Rules of engagement: you type every character. Claude may explain concepts, review your code after you attempt each step, and answer questions. It may not write the code. Use this contract:

PromptTutor-only contract

I am building a small CLI from a spec as a learning exercise. Your job is tutor, not builder. Hard rule: never write or complete my code, even if I ask casually. If I paste code, review it: point at problems and ask me questions that lead me to the fix. If I am stuck, give me the smallest possible hint (a concept name or a question), not a solution. I will tell you the spec and show you my attempts as I go.
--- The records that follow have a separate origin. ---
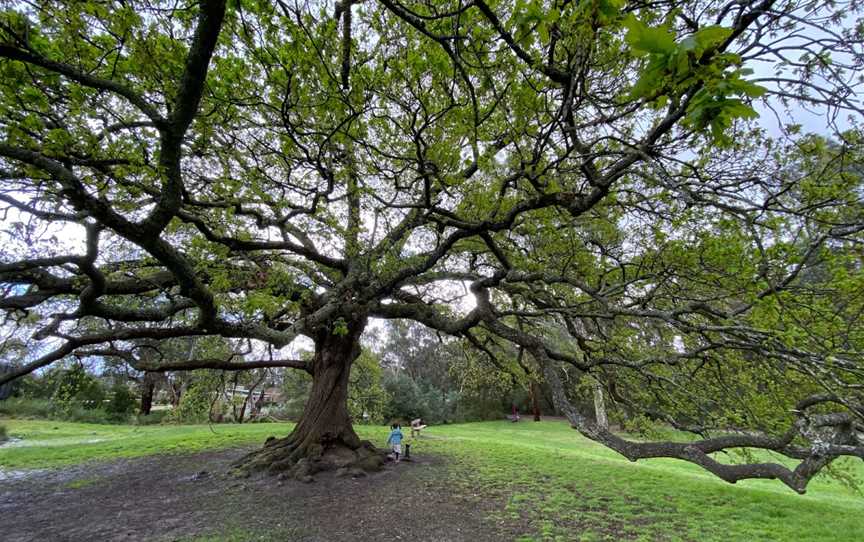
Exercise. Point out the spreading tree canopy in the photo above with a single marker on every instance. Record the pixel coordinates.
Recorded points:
(588, 182)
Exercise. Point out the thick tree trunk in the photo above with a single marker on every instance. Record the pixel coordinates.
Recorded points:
(324, 439)
(535, 403)
(600, 406)
(148, 388)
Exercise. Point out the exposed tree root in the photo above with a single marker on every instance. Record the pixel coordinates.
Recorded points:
(301, 459)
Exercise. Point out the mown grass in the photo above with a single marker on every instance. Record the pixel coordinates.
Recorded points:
(556, 484)
(47, 443)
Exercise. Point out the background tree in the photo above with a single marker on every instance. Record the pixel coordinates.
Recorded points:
(267, 170)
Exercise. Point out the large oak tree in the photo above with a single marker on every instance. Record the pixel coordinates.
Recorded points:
(262, 170)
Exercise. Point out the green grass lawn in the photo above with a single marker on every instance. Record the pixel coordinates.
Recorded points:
(562, 486)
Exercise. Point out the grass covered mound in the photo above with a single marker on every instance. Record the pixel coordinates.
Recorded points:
(543, 477)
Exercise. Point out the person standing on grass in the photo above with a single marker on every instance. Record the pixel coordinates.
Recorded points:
(395, 440)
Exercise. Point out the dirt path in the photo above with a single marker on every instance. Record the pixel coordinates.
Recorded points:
(175, 498)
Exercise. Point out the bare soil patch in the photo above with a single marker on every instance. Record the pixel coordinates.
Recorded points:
(180, 497)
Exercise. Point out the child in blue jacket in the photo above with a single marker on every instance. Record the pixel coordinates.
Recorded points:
(395, 440)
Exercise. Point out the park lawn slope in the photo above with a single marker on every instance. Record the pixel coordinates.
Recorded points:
(568, 487)
(47, 443)
(543, 476)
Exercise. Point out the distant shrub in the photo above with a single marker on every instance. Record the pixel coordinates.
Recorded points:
(154, 418)
(196, 403)
(19, 407)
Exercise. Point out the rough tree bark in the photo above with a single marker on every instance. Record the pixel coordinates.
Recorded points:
(148, 388)
(599, 406)
(535, 402)
(324, 439)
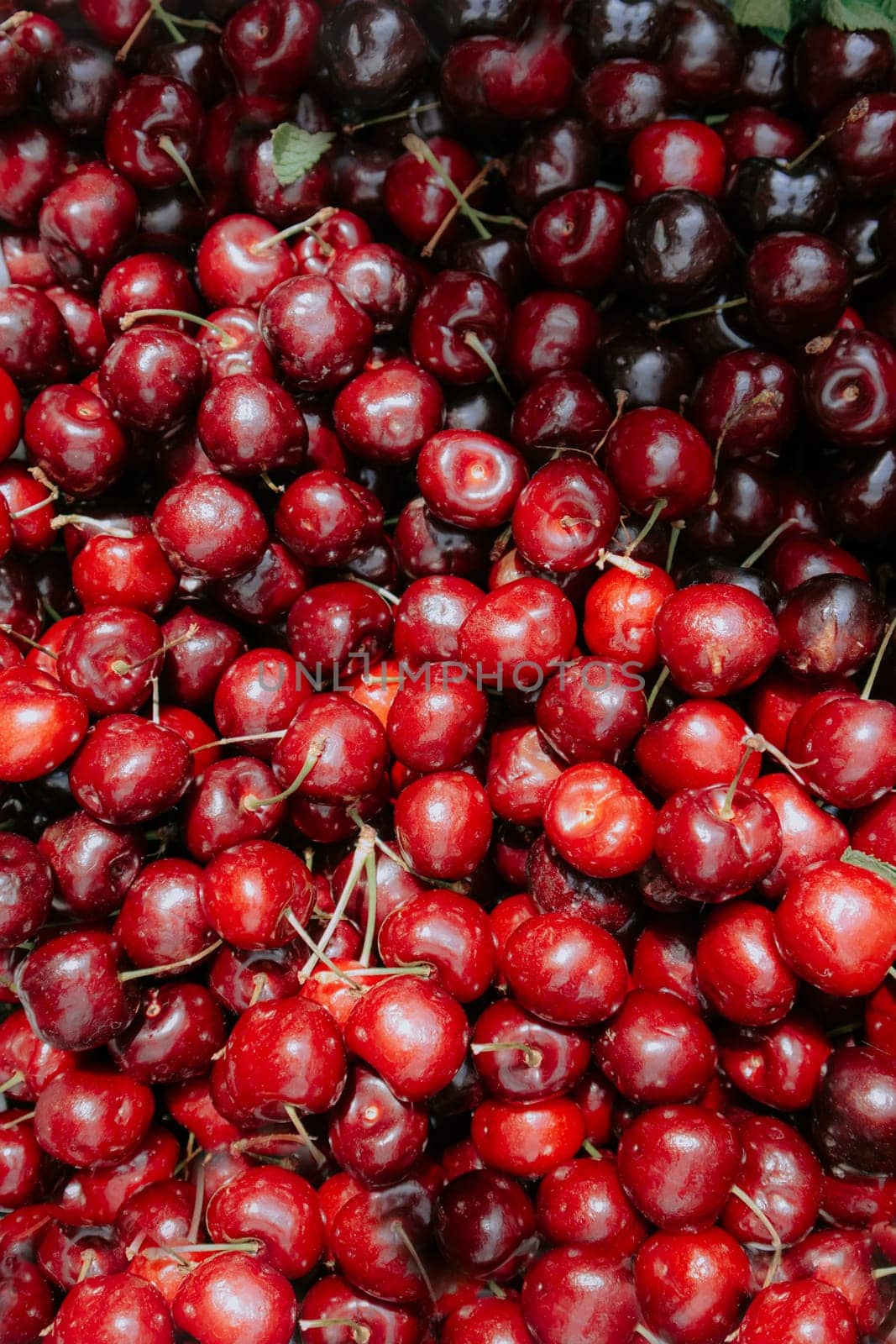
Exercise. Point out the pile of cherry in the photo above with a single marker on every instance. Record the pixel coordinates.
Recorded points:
(448, 727)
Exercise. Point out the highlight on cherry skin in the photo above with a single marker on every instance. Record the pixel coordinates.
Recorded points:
(448, 672)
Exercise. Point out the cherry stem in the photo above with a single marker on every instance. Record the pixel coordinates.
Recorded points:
(622, 562)
(879, 659)
(411, 1249)
(253, 804)
(423, 154)
(699, 312)
(727, 810)
(140, 313)
(248, 737)
(531, 1055)
(318, 952)
(390, 116)
(123, 669)
(365, 842)
(302, 1133)
(360, 1334)
(369, 932)
(170, 965)
(170, 148)
(195, 1222)
(85, 521)
(479, 349)
(307, 226)
(777, 1245)
(857, 112)
(656, 690)
(26, 638)
(472, 187)
(678, 528)
(770, 541)
(654, 514)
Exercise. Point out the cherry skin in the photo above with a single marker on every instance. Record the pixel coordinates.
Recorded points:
(235, 1299)
(485, 1225)
(336, 333)
(129, 770)
(600, 822)
(715, 638)
(656, 1050)
(389, 1025)
(692, 1287)
(678, 1166)
(523, 1059)
(70, 990)
(777, 1066)
(372, 1133)
(714, 847)
(42, 723)
(792, 1312)
(278, 433)
(251, 893)
(564, 969)
(836, 927)
(577, 1289)
(527, 1140)
(676, 154)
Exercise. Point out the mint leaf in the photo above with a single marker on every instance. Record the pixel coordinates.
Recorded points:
(297, 151)
(773, 17)
(866, 860)
(862, 13)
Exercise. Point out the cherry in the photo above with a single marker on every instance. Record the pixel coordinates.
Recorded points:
(85, 221)
(26, 890)
(829, 625)
(550, 331)
(566, 969)
(93, 866)
(853, 1110)
(325, 519)
(33, 336)
(528, 616)
(278, 1209)
(715, 638)
(235, 1297)
(277, 1055)
(676, 154)
(70, 990)
(656, 1050)
(42, 723)
(692, 1287)
(792, 1310)
(527, 1140)
(269, 49)
(797, 286)
(679, 244)
(836, 929)
(523, 1059)
(336, 333)
(848, 389)
(254, 893)
(600, 822)
(577, 1289)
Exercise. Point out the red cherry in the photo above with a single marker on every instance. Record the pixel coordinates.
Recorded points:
(389, 1026)
(836, 927)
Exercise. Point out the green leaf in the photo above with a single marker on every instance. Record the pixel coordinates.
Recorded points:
(862, 13)
(773, 17)
(866, 860)
(297, 151)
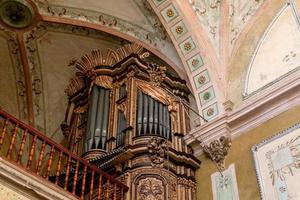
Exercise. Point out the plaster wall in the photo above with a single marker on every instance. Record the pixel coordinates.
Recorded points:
(241, 155)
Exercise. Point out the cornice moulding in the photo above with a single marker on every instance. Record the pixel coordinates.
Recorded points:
(258, 109)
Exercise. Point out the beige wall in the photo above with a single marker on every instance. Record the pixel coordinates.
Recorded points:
(241, 155)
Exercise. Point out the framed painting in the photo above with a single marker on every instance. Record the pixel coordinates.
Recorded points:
(224, 186)
(277, 163)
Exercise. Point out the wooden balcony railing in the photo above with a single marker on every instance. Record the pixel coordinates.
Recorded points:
(34, 152)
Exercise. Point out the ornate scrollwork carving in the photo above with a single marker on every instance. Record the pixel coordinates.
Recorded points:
(104, 81)
(156, 93)
(150, 189)
(217, 151)
(157, 148)
(157, 74)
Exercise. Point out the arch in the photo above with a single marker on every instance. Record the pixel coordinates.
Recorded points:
(267, 68)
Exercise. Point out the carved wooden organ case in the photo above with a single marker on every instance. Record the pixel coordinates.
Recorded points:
(126, 115)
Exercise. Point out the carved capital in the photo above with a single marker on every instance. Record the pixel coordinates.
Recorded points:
(217, 151)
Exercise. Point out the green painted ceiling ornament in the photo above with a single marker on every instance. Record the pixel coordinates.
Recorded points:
(16, 13)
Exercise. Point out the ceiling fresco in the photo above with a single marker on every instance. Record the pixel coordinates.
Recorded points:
(198, 39)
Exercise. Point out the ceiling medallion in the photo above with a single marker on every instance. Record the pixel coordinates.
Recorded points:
(187, 46)
(195, 62)
(179, 29)
(16, 13)
(201, 79)
(170, 13)
(206, 96)
(210, 112)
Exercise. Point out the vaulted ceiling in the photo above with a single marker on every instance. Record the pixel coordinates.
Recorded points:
(208, 43)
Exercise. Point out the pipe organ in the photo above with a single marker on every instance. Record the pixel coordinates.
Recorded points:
(127, 115)
(153, 117)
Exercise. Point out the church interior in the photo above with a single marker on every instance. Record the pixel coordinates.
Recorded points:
(150, 99)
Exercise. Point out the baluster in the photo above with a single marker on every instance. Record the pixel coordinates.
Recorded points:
(31, 153)
(13, 139)
(67, 172)
(49, 162)
(38, 168)
(100, 187)
(75, 178)
(58, 168)
(22, 146)
(115, 191)
(122, 194)
(83, 182)
(3, 132)
(92, 185)
(107, 189)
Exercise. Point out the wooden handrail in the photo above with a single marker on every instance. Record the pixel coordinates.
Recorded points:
(70, 172)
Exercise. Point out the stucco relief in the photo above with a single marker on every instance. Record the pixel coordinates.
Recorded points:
(276, 55)
(208, 13)
(277, 162)
(240, 13)
(225, 184)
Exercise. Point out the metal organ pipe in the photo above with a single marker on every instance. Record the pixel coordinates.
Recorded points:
(97, 119)
(153, 117)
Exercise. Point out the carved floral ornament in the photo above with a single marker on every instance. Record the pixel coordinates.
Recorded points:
(157, 74)
(85, 66)
(218, 150)
(150, 188)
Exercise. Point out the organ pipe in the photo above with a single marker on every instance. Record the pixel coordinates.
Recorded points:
(153, 117)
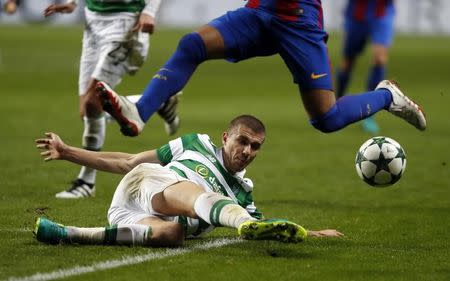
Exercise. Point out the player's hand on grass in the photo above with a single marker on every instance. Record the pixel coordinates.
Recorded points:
(52, 146)
(325, 233)
(145, 23)
(65, 8)
(10, 7)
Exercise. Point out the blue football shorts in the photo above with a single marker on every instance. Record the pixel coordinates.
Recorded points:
(250, 32)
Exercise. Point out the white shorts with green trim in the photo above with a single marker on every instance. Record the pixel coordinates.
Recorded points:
(132, 199)
(110, 48)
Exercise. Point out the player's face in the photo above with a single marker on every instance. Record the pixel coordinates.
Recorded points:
(240, 147)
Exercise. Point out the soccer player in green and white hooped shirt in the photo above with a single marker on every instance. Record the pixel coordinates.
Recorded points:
(115, 43)
(184, 188)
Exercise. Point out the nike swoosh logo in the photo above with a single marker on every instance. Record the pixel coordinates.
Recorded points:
(317, 76)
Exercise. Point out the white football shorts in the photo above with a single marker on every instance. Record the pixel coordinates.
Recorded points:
(132, 199)
(110, 49)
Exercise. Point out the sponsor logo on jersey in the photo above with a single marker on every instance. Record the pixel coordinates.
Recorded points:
(211, 158)
(215, 186)
(201, 170)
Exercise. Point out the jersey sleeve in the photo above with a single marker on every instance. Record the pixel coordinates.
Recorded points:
(172, 150)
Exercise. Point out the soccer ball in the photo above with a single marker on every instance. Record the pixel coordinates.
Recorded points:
(380, 161)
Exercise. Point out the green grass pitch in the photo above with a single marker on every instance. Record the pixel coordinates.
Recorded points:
(396, 233)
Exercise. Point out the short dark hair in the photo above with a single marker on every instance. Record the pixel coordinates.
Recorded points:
(248, 120)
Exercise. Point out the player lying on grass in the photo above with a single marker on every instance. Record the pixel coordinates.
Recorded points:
(182, 189)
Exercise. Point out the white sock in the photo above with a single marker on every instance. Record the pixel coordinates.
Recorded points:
(124, 234)
(93, 139)
(219, 210)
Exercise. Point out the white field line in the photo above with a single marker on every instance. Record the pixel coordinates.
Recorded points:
(126, 260)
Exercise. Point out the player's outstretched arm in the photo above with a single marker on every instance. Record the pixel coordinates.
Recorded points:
(65, 8)
(114, 162)
(324, 233)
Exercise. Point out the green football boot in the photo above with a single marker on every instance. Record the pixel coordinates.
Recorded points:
(50, 232)
(273, 229)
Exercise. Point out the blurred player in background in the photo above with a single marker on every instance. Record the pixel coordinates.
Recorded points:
(182, 189)
(10, 6)
(115, 43)
(366, 20)
(291, 28)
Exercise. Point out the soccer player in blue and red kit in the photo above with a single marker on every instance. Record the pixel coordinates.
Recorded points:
(364, 20)
(291, 28)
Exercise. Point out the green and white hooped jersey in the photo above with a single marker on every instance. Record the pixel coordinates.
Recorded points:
(196, 158)
(115, 6)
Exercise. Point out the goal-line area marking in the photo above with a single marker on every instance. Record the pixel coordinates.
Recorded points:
(125, 261)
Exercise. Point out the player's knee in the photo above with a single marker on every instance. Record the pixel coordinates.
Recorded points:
(169, 235)
(192, 45)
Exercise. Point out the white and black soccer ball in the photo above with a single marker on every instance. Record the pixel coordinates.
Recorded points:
(380, 161)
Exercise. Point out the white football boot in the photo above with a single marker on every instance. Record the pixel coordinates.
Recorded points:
(79, 189)
(123, 110)
(402, 106)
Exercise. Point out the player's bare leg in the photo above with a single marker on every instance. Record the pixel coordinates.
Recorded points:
(93, 139)
(151, 231)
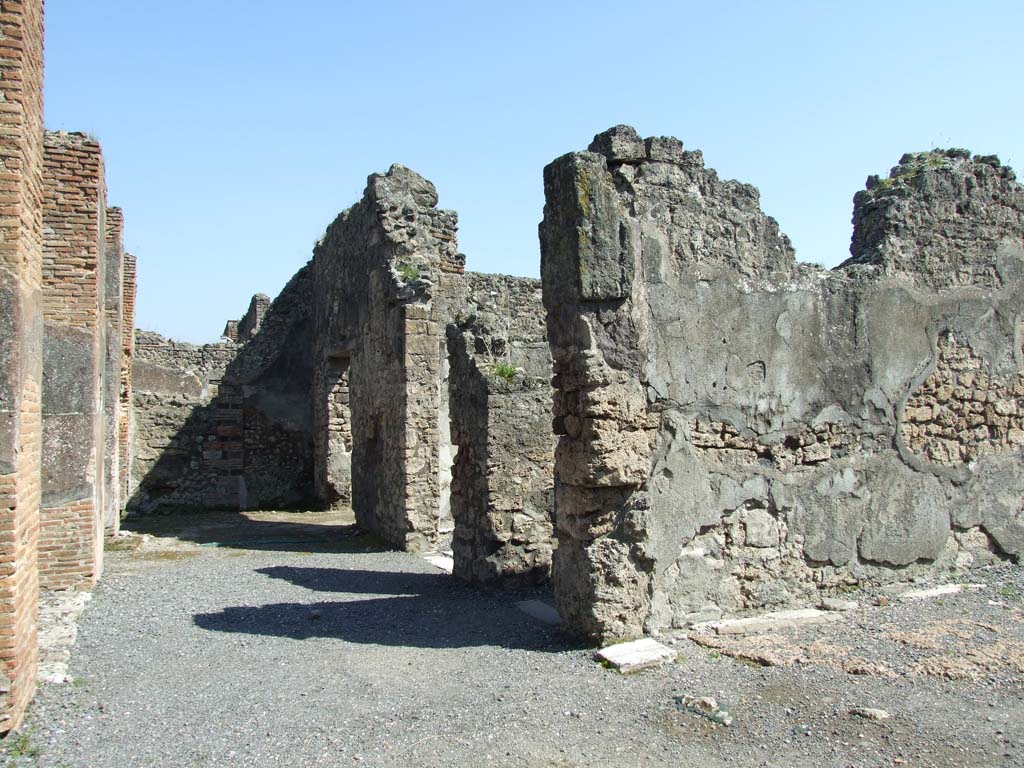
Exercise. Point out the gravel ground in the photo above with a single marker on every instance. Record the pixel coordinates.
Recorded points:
(288, 641)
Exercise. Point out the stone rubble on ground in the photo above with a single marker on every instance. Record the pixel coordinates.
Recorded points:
(706, 707)
(58, 613)
(869, 713)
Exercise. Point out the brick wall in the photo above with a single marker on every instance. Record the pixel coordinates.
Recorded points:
(126, 417)
(74, 349)
(20, 320)
(111, 374)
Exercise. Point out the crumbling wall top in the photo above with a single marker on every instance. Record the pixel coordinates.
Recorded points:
(943, 218)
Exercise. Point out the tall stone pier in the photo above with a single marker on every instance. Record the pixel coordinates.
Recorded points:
(738, 431)
(76, 466)
(20, 348)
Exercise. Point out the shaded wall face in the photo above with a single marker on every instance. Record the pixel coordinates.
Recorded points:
(76, 483)
(738, 431)
(126, 416)
(20, 350)
(333, 440)
(500, 410)
(113, 360)
(226, 426)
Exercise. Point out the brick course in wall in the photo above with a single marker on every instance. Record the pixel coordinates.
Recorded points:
(20, 354)
(74, 351)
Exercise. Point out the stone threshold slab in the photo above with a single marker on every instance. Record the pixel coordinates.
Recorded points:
(441, 562)
(636, 654)
(779, 620)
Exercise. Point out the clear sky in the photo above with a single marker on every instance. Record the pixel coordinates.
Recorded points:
(236, 130)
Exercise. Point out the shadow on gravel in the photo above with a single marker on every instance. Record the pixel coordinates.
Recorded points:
(414, 622)
(367, 582)
(428, 610)
(287, 531)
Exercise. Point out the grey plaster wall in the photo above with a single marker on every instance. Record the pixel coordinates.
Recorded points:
(733, 425)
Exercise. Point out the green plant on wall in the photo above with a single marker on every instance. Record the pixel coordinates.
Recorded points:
(505, 370)
(408, 271)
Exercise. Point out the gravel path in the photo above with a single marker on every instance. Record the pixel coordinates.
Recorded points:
(300, 644)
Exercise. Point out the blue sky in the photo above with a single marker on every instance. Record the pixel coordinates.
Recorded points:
(236, 130)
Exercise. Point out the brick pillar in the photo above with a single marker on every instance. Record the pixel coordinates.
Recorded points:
(20, 347)
(74, 349)
(126, 417)
(114, 285)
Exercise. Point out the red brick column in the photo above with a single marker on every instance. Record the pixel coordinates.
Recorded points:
(74, 348)
(20, 339)
(126, 417)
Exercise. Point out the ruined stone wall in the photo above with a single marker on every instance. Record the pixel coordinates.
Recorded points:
(226, 426)
(74, 487)
(126, 412)
(377, 270)
(738, 431)
(20, 348)
(113, 354)
(500, 412)
(253, 318)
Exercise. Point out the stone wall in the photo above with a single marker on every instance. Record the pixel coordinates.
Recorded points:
(379, 347)
(226, 426)
(75, 488)
(126, 415)
(250, 324)
(500, 410)
(112, 364)
(20, 348)
(738, 431)
(390, 408)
Suggested path, one runnable step at a time:

  1. Create the file with the array and print all names with a loop or for...of. Run it. Working? Commit the moment (mentally or with git; you have a repo habit now).
  2. Add the filter for hot leads. leads.filter((l) => l.status === "hot"). Print those names only. Run it.
  3. Add the follow-up condition and the two message formats. Template strings (`FOLLOW UP: ${l.name}`) keep it readable. Run it.
  4. Add the summary line. You need two counts; .length on your filtered arrays has them.
  5. Read your own finished program top to bottom, out loud, once. If any line requires faith rather than understanding, ask your tutor about that line.

Verify

  • node report.js runs without errors and the output matches the spec formats exactly, including the summary counts being correct for your data.
  • Change one lead's daysSinceContact from 3 to 30 and rerun: the output changes accordingly. If it does not, your filter and your print logic disagree somewhere.
  • You can explain every line to Claude in explain-back mode and survive the harsh grading.
>Troubleshooting
  • SyntaxError: Unexpected token. Node is pointing at the first place the punctuation stopped making sense, which is usually a missing closing brace, bracket, or quote slightly above the reported line. Count your pairs.
  • undefined printing where a name should be. You are accessing a field that does not exist, often a typo like l.Name for l.name. JavaScript does not error on missing fields; it hands you undefined and lets you find out downstream. (TypeScript would have caught this, which is the sales pitch.)
  • Your import/export attempt fails with a module error. For a single-file script you do not need modules at all. Keep this lab in one plain JS file; multi-file imports get proper treatment in P.6.

Where it breaks

The honest failure modes of learning a language in the agent era. First, the fluency mirage: after a week of reading agent output, JS looks familiar, and familiarity impersonates competence. The lab above is the antidote, and the prove-it protocol from P.1 applies: if you cannot write the filter line cold, you cannot verify an agent's filter line either. Second, skipping to frameworks: React, Next.js, and friends sit on top of this lesson's material, and beginners who jump straight there drown in three layers of abstraction at once. The course sequences them deliberately; trust the sequence. Third, fighting the type checker: when TypeScript rejects your code, beginners reach for any (the type that means "stop checking me") or ask the agent to silence the error. The error is usually a fact about your data you have not absorbed yet. Read it, ask your tutor to translate it, fix the actual mismatch.

Knowledge check

Knowledge check

Q1What does this print? const leads = [{name: 'A', hot: true}, {name: 'B', hot: false}]; console.log(leads.filter((l) => l.hot).length);
Q2An agent wrote: function applyDiscount(order: Order, pct: number): Order. Without reading the body, what do you already know?
Q3Your script crashes: TypeError: Cannot read properties of undefined (reading 'length') at line 12, which reads const n = lead.tags.length;. What happened?
Q4During the lab you get stuck and type 'ok just write the filter line for me.' Claude, under your tutor-only contract, should do what, and why does it matter?

Sources

The language semantics taught here are stable ECMAScript features, all verifiable locally in your REPL, which beats any citation.